Franklin, Rolling Stones, and the reffs, all were horrible that night!


----------



## Reefneck (Oct 15, 2005)

I agree! That new age, Hip Hop version stunk! A good voice wasted on such a crappy rendition!

While I would like to have seen the Jaguars make it to the Superbowl this year I am glad that the steelers got one for the Coach and for The Bus!


----------



## rywill (Nov 22, 2005)

I agree with all of you...the refs were awful.....called penalties on crucial plays for Seattle. Called back a touchdown that would have given them the lead....called back a play that made it to the 2 yard line.....awful


----------



## fishboy (Feb 26, 2005)

Even though I was for the stealers, don't you think that that on their touchdown(I forget when it was in the game but the guy jumped ans landed right before the line) the ball never crossed the line till after he was down? The ref called it as a TD but was to stubborn do reject his own call IMO


----------



## rywill (Nov 22, 2005)

I dont care too much since the freakin colts didnt make it...lol.


----------



## shev (Jan 18, 2005)

I liked the commercials


----------



## rywill (Nov 22, 2005)

I didnt really think the commercials quite lived up to being the good ole superbowl commercials. I mean there were a few good ones, jus not like they have been in the past.


----------



## MiSo (May 3, 2005)

fishboy said:


> Even though I was for the stealers, don't you think that that on their touchdown(I forget when it was in the game but the guy jumped ans landed right before the line) the ball never crossed the line till after he was down? The ref called it as a TD but was to stubborn do reject his own call IMO



the ball crossed the line when ben was in mid air. the ball only has to touch the beginning of the white line to be good. plus there was not enough evidence to overturn the call.


----------



## TheOldSalt (Jan 28, 2005)

That was SO not a touchdown. The player himself admitted it wasn't on Dave Letterman last night.
I gotta agree with fishboy; that ref just couldn't seem to admit he was wrong the first time.


----------



## Torpedo (Jan 23, 2006)

1-Admit he was wrong????

He was right at first! Watch the replay... the ref runs over to spot the ball on the 1" line - he even has his freakin finger pointing at the spot of the ball... then Ben reaches over the goal line with the football and the ref raises his hands. Even Roehtlesberger was surprised the ref called TD!!

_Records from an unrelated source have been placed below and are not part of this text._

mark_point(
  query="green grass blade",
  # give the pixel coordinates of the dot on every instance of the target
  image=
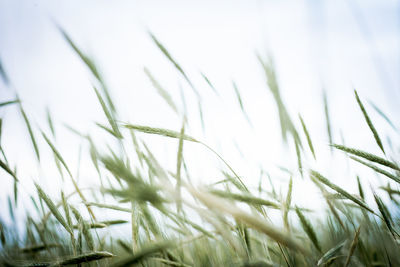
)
(327, 119)
(53, 208)
(369, 122)
(159, 131)
(50, 122)
(85, 228)
(83, 258)
(287, 204)
(6, 103)
(325, 181)
(310, 145)
(32, 136)
(368, 156)
(330, 255)
(144, 253)
(247, 198)
(352, 247)
(6, 168)
(109, 116)
(377, 169)
(179, 165)
(307, 227)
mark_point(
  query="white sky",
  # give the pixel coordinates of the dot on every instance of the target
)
(336, 45)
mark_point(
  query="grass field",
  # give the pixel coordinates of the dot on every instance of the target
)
(171, 221)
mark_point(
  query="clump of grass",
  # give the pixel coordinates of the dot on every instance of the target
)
(175, 223)
(369, 122)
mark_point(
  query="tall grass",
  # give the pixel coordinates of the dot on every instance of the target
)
(175, 223)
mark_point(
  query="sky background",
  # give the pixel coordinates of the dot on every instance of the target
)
(334, 46)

I personally dont see how anyone could say he crossed the line in the air. it doesnt look like it to me, but theres definitely not enough evidence to say he did. but either way, if it was across in the air, the line judge shouldnt have been pointing to mark it down if it crossed the goal line in the air?!?! thats B.S.

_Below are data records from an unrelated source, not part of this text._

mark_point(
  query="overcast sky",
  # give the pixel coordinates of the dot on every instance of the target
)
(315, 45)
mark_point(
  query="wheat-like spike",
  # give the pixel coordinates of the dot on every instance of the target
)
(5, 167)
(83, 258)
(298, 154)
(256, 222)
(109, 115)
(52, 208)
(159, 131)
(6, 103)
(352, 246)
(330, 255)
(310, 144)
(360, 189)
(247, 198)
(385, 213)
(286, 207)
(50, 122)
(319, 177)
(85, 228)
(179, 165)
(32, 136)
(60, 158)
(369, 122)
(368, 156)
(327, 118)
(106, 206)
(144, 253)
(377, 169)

2-The interference in the end zone call was just crazy. you could clearly see there was not attempt to "push" the other player... only feeling where the defender was.

3-The Holding call against Seattle after the pass to the 1yd line was very shady.

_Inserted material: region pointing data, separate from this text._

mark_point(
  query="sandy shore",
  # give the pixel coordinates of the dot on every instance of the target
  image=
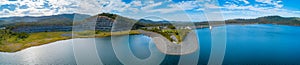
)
(187, 46)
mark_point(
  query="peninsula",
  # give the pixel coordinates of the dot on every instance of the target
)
(18, 33)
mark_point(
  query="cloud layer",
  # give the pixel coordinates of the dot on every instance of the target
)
(168, 9)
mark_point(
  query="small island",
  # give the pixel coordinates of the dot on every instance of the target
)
(16, 36)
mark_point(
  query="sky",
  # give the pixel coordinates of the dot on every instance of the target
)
(172, 10)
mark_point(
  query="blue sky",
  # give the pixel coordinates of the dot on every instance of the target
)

4-The call against Hasselbeck for tackling below the knees was the worst call ive ever seen in any game.

5-Palomalu was hitting people after plays almost every down and never even got warned. on the first drive of the game, he pushed Jurivicious (sp?) in the back 3-4 seconds after the play was over and nobody said anything to him.

I thought the Superbowl Refs were suppose to be the best in the game??

2005 was a great year for football. its a shame that it had to end like that.


----------



## rywill (Nov 22, 2005)

i agree with u totally on every point that u addressed, overall one of the worst games ive seen due the the refs, national anthem....,commercials and i wasnt too entertained with the halftime show.


----------



## Reefneck (Oct 15, 2005)

Baby_Baby said:


> for the past few years, the super bowl hasn't been a big a deal as it used to. Anyone notice that?
> and ever since that whole janet jackson thing they have to get old people to entertain. kinda reeks


Whew, Thats a releif. Since Janet and I are close in age I guess that means I'm not "Old".  Not as good looking as Janet though unless you like Fabio. :shock:


----------



## fishfreaks (Jan 19, 2005)

shev said:


> I liked the commercials


Honestly, I didnt think any of them were that good. And I thought a few of them were horrible.


----------



## Torpedo (Jan 23, 2006)

the budlight commercial with the fridge that spun around was pretty good. especially the end with the young guys worshiping the table so it would turn back into a fridge.


----------



## AshleytheGreat (Jul 24, 2005)

Im glad it came to Detroit. We really needed a reason to get a face lift .


----------



## Ghetto (Jun 10, 2005)

THis was one of the most boring super bowls ever!


----------



## Ghetto (Jun 10, 2005)

Baby_Baby said:


> for real
> hows it goin, ghetto? haven't seen ya in a while =)


It's all good just been busy lately.


----------